Farmers form cooperative union to boost cassava production in West Nile

Farmers form cooperative union to boost cassava production in West Nile

By Andrew Cohen Amvesi  

ARUA. A section of farmers in West Nile have formed a cooperative union to boost cassava production in the region.

The union dubbed ‘Cassava and Allied Crops Cooperative Society’ is aimed at promoting cassava production as an industrial commercial crop in all the districts of West Nile.

Speaking during a consultative meeting organized by NARO Abi Zonal Agricultural Research and Development Institute (ZARDI) at Miami Guest House in Arua City on Saturday, Christine Ayikoru, the chairperson of Cassava and Allied Crops Cooperative Society said their target is to register 30, 000 cassava farmers in the region.

A cassava field in West Nile region. COURTESY PHOTO

She said the farmers will produce cassava on commercial bases as raw material for Inter Link – Inc, a cassava processing factory undergoing construction at Enjeva along Arua-Pakwach road in Ajia sub-county, Arua district.

“We have just started the cooperative and we expect different partners to always help us to succeed. Now that our focus is commercial cassava production, we all know cassava is one of the main foods across the country and out of it, we have a lot of products. By this, we look at – if cassava is to be put to the right use, how rich West Nile will be. Through the cooperative, we now need to produce a lot of cassava to feed Inter Link – Inc so that our people can get out of poverty,” Ayikoru stated.

According to Silas Anguzu, one of the executive members of Cassava and Allied Crops Cooperative Society, their projection is to produce 100,000 tons of cassava every year.

The projection is in line with Inter Link – Inc operations manager, Samu Jabs Killopas’ revelation that the factory is expected to produce 64 tons of high-quality cassava flour on a daily basis upon completion at the end of this year.

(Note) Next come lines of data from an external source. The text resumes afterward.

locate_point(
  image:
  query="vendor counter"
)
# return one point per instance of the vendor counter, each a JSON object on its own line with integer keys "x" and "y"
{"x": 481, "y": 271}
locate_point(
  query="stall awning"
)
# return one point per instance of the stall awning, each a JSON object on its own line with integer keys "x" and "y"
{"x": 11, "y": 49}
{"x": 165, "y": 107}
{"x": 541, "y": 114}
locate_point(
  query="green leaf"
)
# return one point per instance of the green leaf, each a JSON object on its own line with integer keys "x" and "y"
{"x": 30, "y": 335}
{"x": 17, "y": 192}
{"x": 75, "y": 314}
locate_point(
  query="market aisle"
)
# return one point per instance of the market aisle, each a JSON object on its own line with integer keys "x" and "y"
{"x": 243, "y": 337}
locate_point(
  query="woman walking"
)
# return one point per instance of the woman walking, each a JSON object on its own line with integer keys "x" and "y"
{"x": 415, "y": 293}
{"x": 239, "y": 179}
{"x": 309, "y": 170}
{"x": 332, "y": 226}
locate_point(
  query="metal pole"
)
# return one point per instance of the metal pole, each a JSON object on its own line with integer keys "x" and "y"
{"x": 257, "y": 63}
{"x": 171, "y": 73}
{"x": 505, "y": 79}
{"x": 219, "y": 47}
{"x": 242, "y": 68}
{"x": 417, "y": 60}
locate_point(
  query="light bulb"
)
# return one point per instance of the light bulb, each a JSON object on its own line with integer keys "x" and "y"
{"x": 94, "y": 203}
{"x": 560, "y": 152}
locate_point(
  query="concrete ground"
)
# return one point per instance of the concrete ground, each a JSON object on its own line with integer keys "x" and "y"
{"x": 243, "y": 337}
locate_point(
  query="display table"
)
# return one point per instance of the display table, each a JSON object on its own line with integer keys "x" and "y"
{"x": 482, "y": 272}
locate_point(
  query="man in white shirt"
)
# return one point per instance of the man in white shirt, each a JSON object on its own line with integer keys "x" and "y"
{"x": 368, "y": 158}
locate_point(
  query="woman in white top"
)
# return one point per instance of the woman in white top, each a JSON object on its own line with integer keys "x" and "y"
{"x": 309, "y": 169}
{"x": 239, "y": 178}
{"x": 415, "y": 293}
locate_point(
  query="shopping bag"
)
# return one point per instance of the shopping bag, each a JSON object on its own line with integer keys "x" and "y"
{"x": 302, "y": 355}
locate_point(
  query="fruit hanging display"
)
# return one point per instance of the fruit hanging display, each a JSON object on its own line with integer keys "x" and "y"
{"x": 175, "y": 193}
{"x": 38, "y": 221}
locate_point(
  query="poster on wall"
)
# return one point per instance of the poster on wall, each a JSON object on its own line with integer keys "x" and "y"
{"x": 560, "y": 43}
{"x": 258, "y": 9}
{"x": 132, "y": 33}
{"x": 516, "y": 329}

Dr. Batamuriza stresses a point during the meeting on Saturday

“When we start operating, we shall work in two shifts; day and night. We shall operate for 8 hours during the day and also 8 hours during the night so that our machines can get some time to rest and every hour, our machines will produce 4 tons of cassava flour which means in 16 hours a day, we shall be able to produce a total of 64 tons of high-quality cassava flour,” Killopas said.

“We are going to buy cassava from organized cooperatives like Cassava and Allied Crops Cooperative Society so that our capacity of production can be well. Our machines can produce 4 tons per hour as per the current adjustment, so if the supply is enough and demand is higher, we can increase our production to 10 tons per hour, that is our level of production. Just imagine 10 tons per hour multiplied by the number of hours in a day, so the challenge goes back to you people to produce more cassava,” Killopas added.

Clement Peace Ejua, a research officer at Abi ZARDI who doubles as the program leader for technology promotion and outreach, advised that in order to meet the demand of the factory, farmers should grow NASE 3, NASE 14, NASE 19 and NAROCAS 1 cassava varieties which have continued to do well in West Nile region.

Ejua addresses the members of the cooperative during the meeting on Saturday

He said the varieties have been proven to be having high potential of yield in the region, adding that the varieties also have the potential to suppress CRBS virus disease.

Ejua noted that under optimal conditions, a farmer can get between 25 to 40 tons of cassava per Hectare (about 2.5 Acres) which can be sold as fresh weighed cassava to the factory at not less than shs1000 per kilogram.

Dr. Rehema Batamuriza, a Lecturer at Muni University said from the meeting, she has realized that there is a dire need to take further steps to advance cassava production in the region.

“At least in the statements each of you has mentioned really shows that there is a problem and I’m happy that this is coming up. I’m also impressed with the factory that is coming in place and the collaboration you people have with NARO. However, depending on what has been discussed, I’m already seeing a supply chain disruption being caused by failure to supply. As a business, I know you have done your work, you know your forecasts but as you forecast your sales; where you are going to benefit, also forecast where you are going to get your raw materials and the sustainability and the continuity of this,” Batamuriza remarked.

As a result, Richard Andama Ferua, a member of Terego district chamber of commerce and industries said, now that they have an existing cassava factory in place, people should go into real business and make money.

“We have geo-position disadvantage. Our geographical disadvantage of being 540km away from Kampala should be turned into an opportunity and make money and when you are talking about something, talk about money, and production and the hub is nowhere except NARO in Abi farm. Let us substitute tobacco with cassava and begin to grow cassava ourselves then get into the business to make money,” Ferua advised.

William Jabo, a cassava farmer in Ofudri village, Tara sub-county in Maracha district, promised that they are going back to mobilize their colleagues to increase cassava production so as to meet the industrial need.

“I’m here to give you hope that we are going to have sufficient supply of cassava because we already have the farmers. One biggest advantage is we already have fertile organic land and the farmers are already mobilized there. We are only going to reorganize them into groups,” Jabo said.